The obvious question for anyone who tracks the Mesa tree is why a GFX11 register is only being plumbed in now, well into the RDNA4 generation. The answer is the usual one for driver work: the easy cases are easy and the hard cases dominate the schedule. Lehmann was candid that getting it right for the geometry pipeline stages was the holdup. "Getting this to work for LSHS/NGG is a bit of a pain because of shader objects, vertex shader prologs and because the registers contain more than just the prefetch size," he noted.

That last point is the crux. The register holding the prefetch size is shared with other state, so the driver cannot just blindly write a prefetch value without disturbing neighboring fields. Combine that with NGG (the Next Generation Geometry path RADV uses for vertex and geometry processing), merged LS/HS tessellation stages, and the runtime composition of vertex shader prologs and shader objects, and the bookkeeping to set a correct prefetch size in every configuration gets fiddly fast. Features like this tend to wait until someone has both the time and the appetite to handle every permutation rather than shipping a version that only works on the simple pixel and compute cases.

Twitter image

Review and provenance

The patch went through review from familiar names on the Radeon side. Samuel Pitoiset of Valve looked over the code, as did Marek Olšák, the longtime AMD driver developer who recently moved to Valve. Having three people who live in the RADV and RadeonSI code paths sign off on a change that touches shared registers is reassuring, since a mistake in this area would manifest as subtle corruption or hangs in specific geometry configurations rather than an obvious failure.

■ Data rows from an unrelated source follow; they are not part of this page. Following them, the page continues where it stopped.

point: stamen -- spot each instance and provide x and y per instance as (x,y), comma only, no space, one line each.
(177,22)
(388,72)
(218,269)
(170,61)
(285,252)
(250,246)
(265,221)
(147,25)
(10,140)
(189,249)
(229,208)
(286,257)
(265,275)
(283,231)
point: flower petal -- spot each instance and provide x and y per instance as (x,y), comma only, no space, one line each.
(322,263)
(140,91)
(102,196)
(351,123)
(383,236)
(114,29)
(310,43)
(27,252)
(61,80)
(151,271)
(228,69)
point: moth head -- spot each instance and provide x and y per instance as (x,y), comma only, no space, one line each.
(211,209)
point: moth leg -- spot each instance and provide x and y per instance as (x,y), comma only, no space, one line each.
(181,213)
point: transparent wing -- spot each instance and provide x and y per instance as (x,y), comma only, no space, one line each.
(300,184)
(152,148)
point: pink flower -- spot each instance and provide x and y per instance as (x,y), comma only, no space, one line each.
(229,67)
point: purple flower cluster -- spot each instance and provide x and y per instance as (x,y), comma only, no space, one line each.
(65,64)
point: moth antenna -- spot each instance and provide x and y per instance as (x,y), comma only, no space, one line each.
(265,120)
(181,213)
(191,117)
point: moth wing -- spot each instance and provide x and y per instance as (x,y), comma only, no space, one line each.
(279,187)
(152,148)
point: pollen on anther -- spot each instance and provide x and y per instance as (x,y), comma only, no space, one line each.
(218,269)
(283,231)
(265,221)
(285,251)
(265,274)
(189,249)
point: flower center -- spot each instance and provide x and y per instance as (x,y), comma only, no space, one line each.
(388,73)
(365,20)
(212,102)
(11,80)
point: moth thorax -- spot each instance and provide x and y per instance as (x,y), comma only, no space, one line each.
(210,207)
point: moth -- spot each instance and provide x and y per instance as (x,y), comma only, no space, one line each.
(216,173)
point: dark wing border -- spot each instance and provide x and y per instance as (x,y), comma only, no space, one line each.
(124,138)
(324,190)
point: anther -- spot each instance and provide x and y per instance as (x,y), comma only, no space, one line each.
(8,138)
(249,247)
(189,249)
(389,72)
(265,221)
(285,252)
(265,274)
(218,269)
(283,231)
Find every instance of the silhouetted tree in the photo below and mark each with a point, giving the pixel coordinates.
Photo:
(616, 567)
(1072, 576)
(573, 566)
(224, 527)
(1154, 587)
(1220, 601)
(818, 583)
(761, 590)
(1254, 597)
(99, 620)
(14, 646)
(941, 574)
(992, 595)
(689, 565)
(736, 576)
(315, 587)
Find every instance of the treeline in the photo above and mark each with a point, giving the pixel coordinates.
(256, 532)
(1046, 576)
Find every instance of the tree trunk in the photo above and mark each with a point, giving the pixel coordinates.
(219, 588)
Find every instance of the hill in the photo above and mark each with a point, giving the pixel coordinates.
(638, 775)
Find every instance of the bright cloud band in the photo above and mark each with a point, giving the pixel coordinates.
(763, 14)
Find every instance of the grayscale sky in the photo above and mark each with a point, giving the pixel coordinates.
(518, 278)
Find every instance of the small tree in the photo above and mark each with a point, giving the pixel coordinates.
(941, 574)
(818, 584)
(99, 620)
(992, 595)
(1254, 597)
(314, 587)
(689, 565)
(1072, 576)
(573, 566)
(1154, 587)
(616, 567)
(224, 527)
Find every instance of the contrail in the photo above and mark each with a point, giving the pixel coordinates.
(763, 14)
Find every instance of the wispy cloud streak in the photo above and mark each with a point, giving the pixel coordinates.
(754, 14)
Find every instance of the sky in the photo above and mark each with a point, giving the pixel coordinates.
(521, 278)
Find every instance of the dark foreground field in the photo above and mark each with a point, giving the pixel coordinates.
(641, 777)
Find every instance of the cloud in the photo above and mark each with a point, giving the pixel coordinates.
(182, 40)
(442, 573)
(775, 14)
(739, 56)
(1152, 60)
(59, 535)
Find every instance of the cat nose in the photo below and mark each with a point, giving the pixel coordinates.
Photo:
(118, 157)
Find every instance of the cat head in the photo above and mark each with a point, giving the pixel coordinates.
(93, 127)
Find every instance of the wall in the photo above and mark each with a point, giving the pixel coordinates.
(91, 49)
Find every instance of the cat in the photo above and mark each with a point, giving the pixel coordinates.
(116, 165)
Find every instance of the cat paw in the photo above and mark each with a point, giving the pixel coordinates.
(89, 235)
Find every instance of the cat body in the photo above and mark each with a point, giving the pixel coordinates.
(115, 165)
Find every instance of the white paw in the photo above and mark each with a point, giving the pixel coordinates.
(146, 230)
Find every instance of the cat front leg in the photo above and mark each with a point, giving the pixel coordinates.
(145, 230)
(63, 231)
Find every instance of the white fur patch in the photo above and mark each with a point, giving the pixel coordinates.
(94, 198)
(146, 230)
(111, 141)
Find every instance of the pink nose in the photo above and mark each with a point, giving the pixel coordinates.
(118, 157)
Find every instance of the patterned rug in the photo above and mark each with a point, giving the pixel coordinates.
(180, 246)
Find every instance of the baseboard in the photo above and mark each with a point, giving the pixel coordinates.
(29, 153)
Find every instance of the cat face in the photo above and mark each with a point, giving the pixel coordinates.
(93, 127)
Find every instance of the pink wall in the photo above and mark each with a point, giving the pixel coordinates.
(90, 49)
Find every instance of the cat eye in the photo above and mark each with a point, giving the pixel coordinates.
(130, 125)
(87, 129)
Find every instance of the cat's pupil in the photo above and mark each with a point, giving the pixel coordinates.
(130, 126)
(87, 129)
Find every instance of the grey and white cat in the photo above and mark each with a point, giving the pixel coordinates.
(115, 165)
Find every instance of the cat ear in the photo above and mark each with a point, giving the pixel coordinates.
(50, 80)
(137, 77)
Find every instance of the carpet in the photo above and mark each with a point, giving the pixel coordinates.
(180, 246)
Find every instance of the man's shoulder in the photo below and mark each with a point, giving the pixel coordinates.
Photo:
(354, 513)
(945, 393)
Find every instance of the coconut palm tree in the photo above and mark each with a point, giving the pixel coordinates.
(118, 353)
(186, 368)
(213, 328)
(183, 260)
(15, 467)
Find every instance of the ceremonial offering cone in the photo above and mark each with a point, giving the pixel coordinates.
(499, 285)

Valve's continued investment here is consistent with its broader push on the Linux graphics stack that backs Steam and the Steam Deck. RADV is the driver doing the heavy lifting for Proton gaming on AMD hardware, and shader startup latency is exactly the kind of thing that shows up as hitching when a game compiles and first runs a pipeline mid-session. You can follow the driver work in the Mesa GitLab repository.

What to expect on real hardware

Lehmann did not publish numbers, and that is worth setting expectations around. He described it as something that "should" improve shader startup performance without quantifying it in the merge request or the follow-up patch messages. For a prefetch tweak, that is normal: the gain depends heavily on shader size, cache pressure, and how often the workload introduces cold shaders. A title that streams in new effects and constantly touches fresh pipelines could see measurable smoothing of frame-time spikes, while a benchmark that runs a fixed render loop may report no change at all within run-to-run variance.

If you want to measure it yourself once it lands, the right approach is frame-time capture rather than average FPS. Tools like MangoHud for per-frame logging, paired with the existing RADV shader cache controls, will surface startup hitches far better than an averaged framerate counter that buries a 2ms spike across a hundred smooth frames. Comparing a cold first run of a level against a warmed-up second run is the kind of A/B that isolates startup latency from steady-state throughput.

For RDNA3 and RDNA4 owners running Mesa, this is a no-action upgrade: it arrives automatically with Mesa 26.2 and applies to GFX11 and GFX12 hardware with no configuration. Older GCN and RDNA1/RDNA2 parts lack the INST_PREF_SIZE register entirely and are unaffected. It is a modest, targeted optimization rather than a sweeping performance change, but filling in a hardware capability that shipped unused since the first RDNA3 cards is exactly the kind of incremental polish that keeps the open-source AMD stack closing the gap with what the silicon was designed to do.